Innovation and R&D Innovation at Huron is centered on proprietary software, data platforms, and industry‑specific methodologies rather than classic lab R&D. Tools like the Huron Research Suite and Huron Intelligence™ give it recurring, technology‑enabled relationships in education and healthcare, while proprietary “accelerators” help speed and standardize implementations in financial planning and other functions. Recent deals have also brought in specialized frameworks for managing organizational complexity and regulatory risk.

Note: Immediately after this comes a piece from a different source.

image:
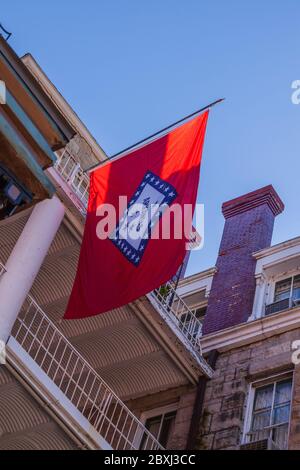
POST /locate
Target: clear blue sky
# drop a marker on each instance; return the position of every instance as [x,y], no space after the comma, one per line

The company is pushing toward a more integrated digital platform and increasing the use of AI and automation in its solutions. The opportunity is to deepen recurring, tech‑enabled revenue streams; the risk is that technology moves quickly, so Huron must keep investing to keep these tools distinctive versus both software vendors and rival consultancies.


Summary

Huron shows a clear story of growth and margin improvement, moving from loss‑making earlier in the period to solid profitability and stronger cash flow today. The balance sheet supports this growth but with rising leverage and relatively thin cash, which calls for disciplined capital allocation and careful integration of acquisitions. Strategically, Huron’s focus on complex, regulated sectors and its blend of consulting with proprietary software and data platforms give it a defensible position and potential for higher‑quality, recurring work. Future performance will hinge on maintaining demand in its core healthcare and education markets, successfully expanding into commercial and financial services, keeping its digital and AI offerings competitive, and managing debt and acquisition integration without diluting the strengths of its specialized, high‑touch model.